Part 1: DTMF detection and decoding.

1. Generate input signals: As the TouchToneDialler function has been provided, we can simply generate the DTMF signaling by calling this function.

Comments: Each tone generated by the TouchToneDialler function consists of two frequencies: the low frequency and the high frequency. The practical relationship between the keys and the frequency pairs are shown below:

1209 Hz

1336 Hz

1477 Hz

697 Hz

1

2

3

770 Hz

4

5

6

852 Hz

7

8

9

941 Hz

*

0

#

Table 1 The frequency components of each touch tone

And also, from the description of this function we can see that the original input has been affected by the colored noise which may confuse the signal detection with some unexpected high-level noise. Another essential point, mentioned by the function description, is that there is jitter in the timing, i.e. , the duration of each DTMF signal and the gap between each key press are both random values around the theoretical values 100ms and 150ms, respectively. As a result, we are taking a risk while using the assuming values to calculate the number of the input keys.

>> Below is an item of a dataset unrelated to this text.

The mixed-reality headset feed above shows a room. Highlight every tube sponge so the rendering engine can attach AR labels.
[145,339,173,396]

Fig 1 The ideal signaling '1' and its magnitude in frequency domain

2. DTMF detection: In order to detect the DTMF signaling, firstly, we need to transfer the input signal from the time domain into the frequency domain. In an ideal situation, the Fourier Transform of sinusoid is two ideal impulses which are symmetric about the origin. Since there is redundancy in the frequency domain, we only need to use the positive part of the frequency axis. And also, as the impulse is negative on the positive frequencies, we can use abs function to get the absolute value of the magnitude of the sinusoid in the frequency domain. For example, if we transform the DTMF signaling '1' into the frequency domain using the method above, we can intuitively see how it works in an ideal situation without noise. (See Fig 1)

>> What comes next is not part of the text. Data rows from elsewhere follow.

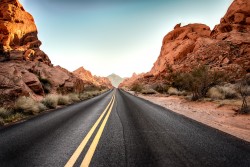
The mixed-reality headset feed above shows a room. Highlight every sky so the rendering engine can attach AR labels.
[20,0,232,77]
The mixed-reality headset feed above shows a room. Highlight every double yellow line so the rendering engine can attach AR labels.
[65,93,115,167]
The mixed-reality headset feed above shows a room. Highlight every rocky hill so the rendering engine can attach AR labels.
[0,0,92,105]
[107,74,124,88]
[121,0,250,86]
[73,67,113,89]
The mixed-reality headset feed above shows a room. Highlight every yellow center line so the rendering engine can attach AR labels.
[81,94,115,167]
[65,95,114,167]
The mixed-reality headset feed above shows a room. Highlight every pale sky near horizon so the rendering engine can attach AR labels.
[20,0,232,77]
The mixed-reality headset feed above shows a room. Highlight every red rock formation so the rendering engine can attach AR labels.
[0,0,84,105]
[150,24,211,75]
[73,67,112,89]
[121,0,250,89]
[0,0,51,65]
[119,73,145,88]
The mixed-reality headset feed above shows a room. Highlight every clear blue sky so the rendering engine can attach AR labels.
[20,0,232,77]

From Fig 1, we can see that it can be easy for us to detect the DTMF signaling by finding the locations of these two impulses which form the input tone. In order to find the locations of the impulses, we can use max function to extract these two impulses from the DFT of the input sequence. For instance, we can divide the DFT of the input signal into two parts: the low frequency group and the high frequency group. Get the maximum values in both parts by calling the max function and at the same time achieve the indexes of the values.

Comments: Due to the noise in the input signal, we are failed to achieve the ideal impulses, which will have a bad effect on the detection performance. And also, the unexpected jitter in the timing can make us at a risk of decoding error while using the approximate values of duration to extract one single tone from the sequence, because we may unexpectedly take some data from the adjacent tones and this can make the system seriously unreliable. (See Fig 2)

Fig 2 Risk of decoding error Fig 3 PSD of the input signal

We, therefore, have to modify the method to improve the system performance. For example, we can simply square the magnitude of the DFT of the input signal, and then we can achieve the Power Spectral Density (PSD) which can be used to build a more reliable system. Fig 3 shows an impressively better performance given by using the PSD of the input signal.

3. DTMF decoding: After getting the locations of the impulses, we need to, at first, transfer the location indexes into two certain frequencies so that they can be used to compare with the frequency components of each DTMF signaling presented in Table I. As the frequencies we get have kind of difference to the theoretical values in the table, we have to set an appropriate error region so that the input signal can be decoded accurately. For example, in this experiment, I choose the error region to be 20 Hz.

Comments: If the error region is too large, it may cause error decoding. On the other hand, if it is too narrow, the signaling will be failed to be decoded.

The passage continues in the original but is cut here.